We see that the correlation found is 0.44 +/- 0.11.

../../_images/second_example_2d_cellgroup1_1gauss_nx20_corner.png

Let see how this changes if we reduce the scale of the Normal distribution of the prior to 0.1

$ nnorm=1
$ baredSC_2d \
    --input example/nih3t3_generated_second.txt \
    --geneXColName 1_0.5_0.5_0.5_0.5_0.5_x \
    --geneYColName 1_0.5_0.5_0.5_0.5_0.5_y \
    --metadata1ColName group \
    --metadata1Values group1 \
    --output example/second_example_2d_cellgroup1_${nnorm}gauss_nx20_smallSP \
    --nnorm ${nnorm} \
    --nx 20 --ny 20 \
    --scalePrior 0.1 \
    --figure example/second_example_2d_cellgroup1_${nnorm}gauss_nx20_smallSP.png \
    --title "second example 2d cell group 1 ${nnorm} gauss small scalePrior"
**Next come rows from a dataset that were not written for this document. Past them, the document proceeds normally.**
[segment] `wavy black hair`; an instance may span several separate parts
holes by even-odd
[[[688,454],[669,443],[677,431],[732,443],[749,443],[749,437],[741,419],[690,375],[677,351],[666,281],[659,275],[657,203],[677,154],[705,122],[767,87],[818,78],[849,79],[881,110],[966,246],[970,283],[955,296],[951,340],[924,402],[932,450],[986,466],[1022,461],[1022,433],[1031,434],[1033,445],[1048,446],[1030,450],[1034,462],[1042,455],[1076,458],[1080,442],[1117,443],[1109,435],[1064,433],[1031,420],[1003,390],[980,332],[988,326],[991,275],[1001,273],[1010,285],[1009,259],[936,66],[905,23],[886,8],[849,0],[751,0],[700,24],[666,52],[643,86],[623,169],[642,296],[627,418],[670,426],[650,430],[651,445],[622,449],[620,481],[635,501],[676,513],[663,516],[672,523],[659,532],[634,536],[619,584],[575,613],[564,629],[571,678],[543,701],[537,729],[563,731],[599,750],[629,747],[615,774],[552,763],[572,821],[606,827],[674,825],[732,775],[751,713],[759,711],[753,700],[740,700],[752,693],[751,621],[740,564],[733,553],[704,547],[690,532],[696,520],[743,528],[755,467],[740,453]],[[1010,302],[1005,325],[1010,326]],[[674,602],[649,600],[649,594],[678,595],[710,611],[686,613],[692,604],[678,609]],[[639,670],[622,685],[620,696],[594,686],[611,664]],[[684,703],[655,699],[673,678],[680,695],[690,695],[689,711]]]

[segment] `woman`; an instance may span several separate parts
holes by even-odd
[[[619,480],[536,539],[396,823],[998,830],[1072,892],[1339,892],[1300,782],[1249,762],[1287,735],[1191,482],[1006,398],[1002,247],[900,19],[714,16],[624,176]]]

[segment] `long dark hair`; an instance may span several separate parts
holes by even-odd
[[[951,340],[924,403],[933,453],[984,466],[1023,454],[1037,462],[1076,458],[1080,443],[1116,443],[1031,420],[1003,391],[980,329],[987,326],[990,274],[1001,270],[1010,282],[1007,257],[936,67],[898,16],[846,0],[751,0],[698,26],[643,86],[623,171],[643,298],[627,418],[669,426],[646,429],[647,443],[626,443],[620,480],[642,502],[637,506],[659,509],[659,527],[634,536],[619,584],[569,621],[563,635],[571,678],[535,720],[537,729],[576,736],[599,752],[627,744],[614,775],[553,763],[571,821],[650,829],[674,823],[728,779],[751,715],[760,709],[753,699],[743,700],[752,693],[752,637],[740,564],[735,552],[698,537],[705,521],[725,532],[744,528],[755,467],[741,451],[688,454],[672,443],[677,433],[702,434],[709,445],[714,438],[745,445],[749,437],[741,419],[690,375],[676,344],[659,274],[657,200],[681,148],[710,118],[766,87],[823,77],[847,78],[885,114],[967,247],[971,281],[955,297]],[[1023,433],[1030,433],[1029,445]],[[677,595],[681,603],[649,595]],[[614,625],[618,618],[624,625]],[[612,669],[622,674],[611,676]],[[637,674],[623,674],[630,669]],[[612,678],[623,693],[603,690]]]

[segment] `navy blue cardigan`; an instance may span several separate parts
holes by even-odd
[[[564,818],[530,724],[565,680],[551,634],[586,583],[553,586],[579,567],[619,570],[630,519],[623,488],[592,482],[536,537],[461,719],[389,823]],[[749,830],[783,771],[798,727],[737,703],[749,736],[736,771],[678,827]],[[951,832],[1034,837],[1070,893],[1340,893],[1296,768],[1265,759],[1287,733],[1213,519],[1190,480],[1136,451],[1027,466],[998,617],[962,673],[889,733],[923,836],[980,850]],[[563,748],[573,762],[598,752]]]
We see that the correlation drop to 0.18 +/- 0.08.

../../_images/second_example_2d_cellgroup1_1gauss_nx20_smallSP_corner.png

On the contrary, if we know that there is a correlation we can increase this value in order to remove the penalty on high correlation coefficient.

$ nnorm=1
$ baredSC_2d \
    --input example/nih3t3_generated_second.txt \
    --geneXColName 1_0.5_0.5_0.5_0.5_0.5_x \
    --geneYColName 1_0.5_0.5_0.5_0.5_0.5_y \
    --metadata1ColName group \
    --metadata1Values group1 \
    --output example/second_example_2d_cellgroup1_${nnorm}gauss_nx20_largeSP \
    --nnorm ${nnorm} \
    --nx 20 --ny 20 \
    --scalePrior 3 \
    --figure example/second_example_2d_cellgroup1_${nnorm}gauss_nx20_largeSP.png \
    --title "second example 2d cell group 1 ${nnorm} gauss large scalePrior"

We see that the correlation is now at 0.51 +/- 0.11.

../../_images/second_example_2d_cellgroup1_1gauss_nx20_largeSP_corner.png

However, these settings may detect (anti-)correlations in situation where there is no, that’s why we recommand the default value if you don’t have any knowledge on the correlation you expect.